Asynq handles retries, exponential backoff, and dead-lettering. Heavy lifting stays off the API thread.

Step 4 — The chunker (the part everyone underestimates)

Bad chunking is the #1 cause of "the answers are wrong even though the docs are loaded." The rule: chunks should be self-contained but overlap enough to not split a sentence.

// services/chunker.go
func (c *Chunker) Chunk(text string, size, overlap int) []string {
    sentences := splitSentences(text) // regex on . ! ? + capital
    var chunks []string
    var current strings.Builder
    var currentSentences []string
 
    flush := func() {
        if current.Len() == 0 {
            return
        }
        chunks = append(chunks, strings.TrimSpace(current.String()))
        // overlap: keep last few sentences for the next chunk
        keep := []string{}
        keptLen := 0
        for i := len(currentSentences) - 1; i >= 0; i-- {
            if keptLen+len(currentSentences[i]) > overlap {
                break
            }
            keep = append([]string{currentSentences[i]}, keep...)
            keptLen += len(currentSentences[i])
        }
        current.Reset()
        currentSentences = nil
        for _, s := range keep {
            current.WriteString(s + " ")
            currentSentences = append(currentSentences, s)
        }
    }
 
    for _, s := range sentences {
        if current.Len()+len(s) > size {
            flush()
        }
        current.WriteString(s + " ")
        currentSentences = append(currentSentences, s)
    }
    flush()
    return chunks
}

2048 chars + 200 char overlap is the sweet spot for text-embedding-3-small. Smaller chunks fragment context; larger chunks dilute the embedding. The 200-char overlap means a paragraph spanning two chunks shows up in both, so a query that lands on the boundary still retrieves both.

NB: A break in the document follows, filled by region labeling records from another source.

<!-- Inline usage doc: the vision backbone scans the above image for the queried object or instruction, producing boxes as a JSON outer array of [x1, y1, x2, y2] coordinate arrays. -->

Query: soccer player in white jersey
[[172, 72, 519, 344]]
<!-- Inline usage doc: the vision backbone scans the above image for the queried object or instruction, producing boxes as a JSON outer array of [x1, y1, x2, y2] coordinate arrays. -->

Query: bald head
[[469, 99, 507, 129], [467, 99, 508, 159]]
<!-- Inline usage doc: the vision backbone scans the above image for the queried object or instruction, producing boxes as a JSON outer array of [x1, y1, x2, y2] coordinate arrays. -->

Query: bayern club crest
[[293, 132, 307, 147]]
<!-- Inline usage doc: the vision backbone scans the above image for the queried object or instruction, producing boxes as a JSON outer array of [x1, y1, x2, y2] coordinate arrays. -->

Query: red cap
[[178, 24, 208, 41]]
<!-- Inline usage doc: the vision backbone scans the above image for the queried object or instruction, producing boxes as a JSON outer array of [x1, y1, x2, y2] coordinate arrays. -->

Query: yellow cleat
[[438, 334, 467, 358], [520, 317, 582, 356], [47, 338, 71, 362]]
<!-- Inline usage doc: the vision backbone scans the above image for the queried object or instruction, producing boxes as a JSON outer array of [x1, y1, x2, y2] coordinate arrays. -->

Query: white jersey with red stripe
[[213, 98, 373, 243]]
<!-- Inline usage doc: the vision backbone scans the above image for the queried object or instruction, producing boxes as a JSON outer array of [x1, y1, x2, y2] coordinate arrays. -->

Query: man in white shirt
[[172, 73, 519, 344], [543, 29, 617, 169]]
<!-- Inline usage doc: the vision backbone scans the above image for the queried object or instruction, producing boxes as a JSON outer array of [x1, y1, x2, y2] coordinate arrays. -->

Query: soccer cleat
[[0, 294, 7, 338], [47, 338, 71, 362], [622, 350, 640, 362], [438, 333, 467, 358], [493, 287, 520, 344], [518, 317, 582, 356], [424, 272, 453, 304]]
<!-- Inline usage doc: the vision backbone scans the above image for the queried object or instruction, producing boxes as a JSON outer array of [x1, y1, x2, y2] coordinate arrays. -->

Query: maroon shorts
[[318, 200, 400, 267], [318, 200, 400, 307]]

For Q&A pairs I skip chunking entirely — "Q: ${q}\nA: ${a}" is one chunk, embed as-is. For URLs, Colly crawls one page, extracts main content (no nav, no footer), then runs the same chunker on the result.

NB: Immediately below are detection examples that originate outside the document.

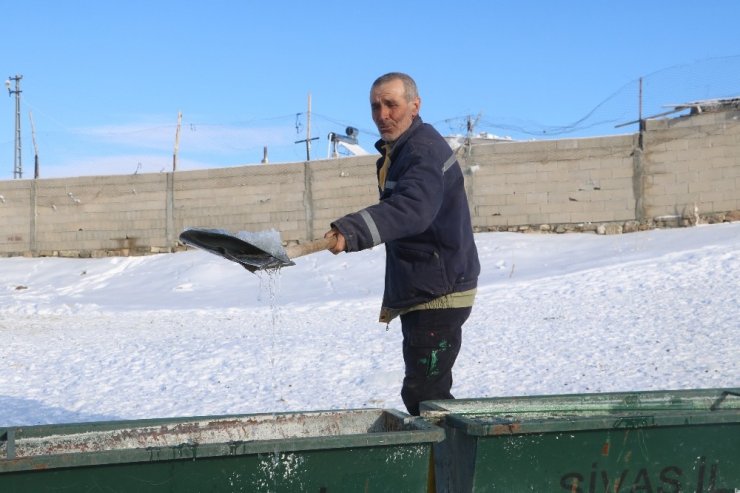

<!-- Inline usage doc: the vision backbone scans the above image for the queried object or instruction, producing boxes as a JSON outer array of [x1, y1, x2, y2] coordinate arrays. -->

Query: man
[[325, 72, 480, 415]]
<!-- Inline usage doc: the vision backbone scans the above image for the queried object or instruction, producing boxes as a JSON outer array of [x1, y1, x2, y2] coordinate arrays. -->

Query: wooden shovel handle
[[285, 236, 337, 259]]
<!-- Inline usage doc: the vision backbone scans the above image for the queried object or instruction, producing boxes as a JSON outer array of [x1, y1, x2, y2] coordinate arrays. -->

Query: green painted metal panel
[[0, 409, 444, 493], [422, 389, 740, 493]]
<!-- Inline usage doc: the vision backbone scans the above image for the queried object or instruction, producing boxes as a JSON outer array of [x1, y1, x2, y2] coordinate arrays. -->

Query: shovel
[[180, 228, 337, 272]]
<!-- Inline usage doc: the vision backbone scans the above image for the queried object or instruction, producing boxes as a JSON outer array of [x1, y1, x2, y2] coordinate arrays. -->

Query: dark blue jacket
[[332, 117, 480, 308]]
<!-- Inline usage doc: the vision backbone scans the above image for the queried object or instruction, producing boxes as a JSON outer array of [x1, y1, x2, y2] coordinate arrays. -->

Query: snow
[[0, 223, 740, 426]]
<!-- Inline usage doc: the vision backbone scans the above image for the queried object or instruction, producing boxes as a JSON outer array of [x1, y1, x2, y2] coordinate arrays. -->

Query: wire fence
[[447, 55, 740, 139]]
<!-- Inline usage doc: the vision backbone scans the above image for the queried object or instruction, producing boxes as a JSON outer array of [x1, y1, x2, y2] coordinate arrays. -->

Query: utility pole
[[295, 92, 318, 161], [172, 111, 182, 173], [5, 75, 23, 178], [28, 111, 39, 178]]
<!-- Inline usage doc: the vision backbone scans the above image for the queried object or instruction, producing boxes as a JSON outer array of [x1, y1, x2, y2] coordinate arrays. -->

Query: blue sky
[[0, 0, 740, 180]]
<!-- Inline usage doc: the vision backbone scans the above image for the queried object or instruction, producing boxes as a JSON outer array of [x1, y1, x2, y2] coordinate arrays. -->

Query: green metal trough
[[0, 409, 444, 493], [421, 389, 740, 493]]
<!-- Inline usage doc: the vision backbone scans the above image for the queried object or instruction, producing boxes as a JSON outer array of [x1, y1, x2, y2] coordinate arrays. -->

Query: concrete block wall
[[643, 111, 740, 221], [0, 110, 740, 256], [463, 135, 637, 230]]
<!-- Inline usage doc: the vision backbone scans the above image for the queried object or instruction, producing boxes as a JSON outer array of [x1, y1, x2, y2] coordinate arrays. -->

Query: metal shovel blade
[[180, 228, 295, 272]]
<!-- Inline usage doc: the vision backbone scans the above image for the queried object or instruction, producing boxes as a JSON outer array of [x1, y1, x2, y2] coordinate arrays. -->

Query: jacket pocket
[[386, 245, 450, 307]]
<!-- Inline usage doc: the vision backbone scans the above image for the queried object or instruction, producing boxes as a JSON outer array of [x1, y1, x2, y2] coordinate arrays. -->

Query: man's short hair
[[370, 72, 419, 101]]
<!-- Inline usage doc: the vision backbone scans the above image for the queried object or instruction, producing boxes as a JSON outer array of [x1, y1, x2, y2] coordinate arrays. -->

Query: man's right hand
[[324, 228, 347, 255]]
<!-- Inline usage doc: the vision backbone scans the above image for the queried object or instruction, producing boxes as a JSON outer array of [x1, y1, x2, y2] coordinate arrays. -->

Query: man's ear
[[411, 96, 421, 118]]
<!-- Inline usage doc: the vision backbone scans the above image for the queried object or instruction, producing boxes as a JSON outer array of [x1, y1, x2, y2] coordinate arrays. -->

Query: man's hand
[[324, 228, 347, 255]]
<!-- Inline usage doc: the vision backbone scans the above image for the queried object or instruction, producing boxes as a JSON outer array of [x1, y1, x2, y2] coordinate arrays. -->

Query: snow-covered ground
[[0, 223, 740, 426]]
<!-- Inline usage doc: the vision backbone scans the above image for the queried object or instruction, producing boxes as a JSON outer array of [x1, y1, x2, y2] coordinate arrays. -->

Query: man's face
[[370, 79, 421, 142]]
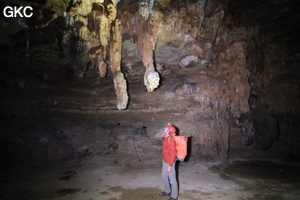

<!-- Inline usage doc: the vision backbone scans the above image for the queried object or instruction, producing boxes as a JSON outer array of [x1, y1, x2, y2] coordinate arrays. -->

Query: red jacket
[[162, 136, 176, 167]]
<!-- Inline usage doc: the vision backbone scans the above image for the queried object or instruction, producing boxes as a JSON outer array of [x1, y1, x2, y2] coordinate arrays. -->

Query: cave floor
[[0, 160, 300, 200]]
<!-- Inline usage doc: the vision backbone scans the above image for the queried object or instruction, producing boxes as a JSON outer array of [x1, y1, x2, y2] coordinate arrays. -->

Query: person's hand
[[167, 166, 172, 173]]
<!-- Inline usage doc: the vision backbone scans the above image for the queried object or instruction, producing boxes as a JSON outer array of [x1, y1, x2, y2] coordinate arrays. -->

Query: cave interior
[[0, 0, 300, 192]]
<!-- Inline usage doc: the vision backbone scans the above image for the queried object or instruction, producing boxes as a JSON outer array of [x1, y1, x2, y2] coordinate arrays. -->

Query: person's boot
[[159, 192, 171, 197]]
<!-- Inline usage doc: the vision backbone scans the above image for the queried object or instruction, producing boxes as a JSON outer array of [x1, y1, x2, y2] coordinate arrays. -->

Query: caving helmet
[[166, 125, 176, 135]]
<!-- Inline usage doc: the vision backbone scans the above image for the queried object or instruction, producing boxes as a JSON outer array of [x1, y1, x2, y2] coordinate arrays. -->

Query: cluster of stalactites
[[69, 0, 128, 110]]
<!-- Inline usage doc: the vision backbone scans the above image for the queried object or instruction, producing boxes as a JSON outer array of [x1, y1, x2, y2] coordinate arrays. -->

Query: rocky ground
[[0, 160, 300, 200]]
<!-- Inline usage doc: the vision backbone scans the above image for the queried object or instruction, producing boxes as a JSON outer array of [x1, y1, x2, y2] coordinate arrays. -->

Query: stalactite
[[110, 20, 128, 110], [69, 0, 128, 110], [137, 2, 163, 92]]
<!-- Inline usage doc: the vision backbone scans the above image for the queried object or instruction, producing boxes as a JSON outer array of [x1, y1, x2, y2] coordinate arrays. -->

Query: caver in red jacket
[[162, 136, 176, 167]]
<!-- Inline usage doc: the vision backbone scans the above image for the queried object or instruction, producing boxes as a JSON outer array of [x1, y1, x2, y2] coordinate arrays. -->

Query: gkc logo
[[3, 6, 33, 17]]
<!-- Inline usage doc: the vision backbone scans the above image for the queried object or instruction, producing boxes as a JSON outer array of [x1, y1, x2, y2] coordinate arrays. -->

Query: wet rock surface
[[0, 160, 300, 200], [0, 0, 300, 172]]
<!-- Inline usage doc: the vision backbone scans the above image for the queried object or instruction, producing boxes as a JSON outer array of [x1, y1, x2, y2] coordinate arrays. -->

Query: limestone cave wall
[[0, 0, 300, 165]]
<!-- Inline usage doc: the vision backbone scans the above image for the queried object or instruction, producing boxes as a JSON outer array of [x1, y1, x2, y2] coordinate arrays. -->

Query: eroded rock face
[[1, 0, 299, 164]]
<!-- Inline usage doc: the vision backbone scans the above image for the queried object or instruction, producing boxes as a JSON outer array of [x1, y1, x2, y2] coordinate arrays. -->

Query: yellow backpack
[[172, 135, 188, 161]]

Step 5 — Embeddings via the Vercel AI Gateway

The Go service hits the Gateway's OpenAI-compatible endpoint — no client SDK needed:

// services/embedding_service.go
type embedReq struct {
    Model string   `json:"model"`
    Input []string `json:"input"`
}
 
func (e *EmbeddingService) EmbedBatch(ctx context.Context, texts []string) ([][]float32, error) {
    body, _ := json.Marshal(embedReq{
        Model: "openai/text-embedding-3-small",
        Input: texts,
    })
 
    req, _ := http.NewRequestWithContext(ctx, "POST",
        "https://ai-gateway.vercel.sh/v1/embeddings",
        bytes.NewReader(body))
    req.Header.Set("Authorization", "Bearer "+os.Getenv("AI_GATEWAY_API_KEY"))
    req.Header.Set("Content-Type", "application/json")
 
    resp, err := http.DefaultClient.Do(req)
    if err != nil {
        return nil, err
    }
    defer resp.Body.Close()
 
    var out struct {
        Data []struct {
            Embedding []float32 `json:"embedding"`
        } `json:"data"`
    }
    if err := json.NewDecoder(resp.Body).Decode(&out); err != nil {
        return nil, err
    }
    vectors := make([][]float32, len(out.Data))
    for i, d := range out.Data {
        vectors[i] = d.Embedding
    }
    return vectors, nil
}

That's the only OpenAI integration. Need to swap to Cohere embeddings? Change one string to "cohere/embed-english-v3.0" (and the dim count to match). The Gateway abstracts the rest.

📚 If you haven't set up the Vercel AI Gateway yet, read the setup guide first — it covers the AI_GATEWAY_API_KEY, billing, and provider routing this whole platform stands on.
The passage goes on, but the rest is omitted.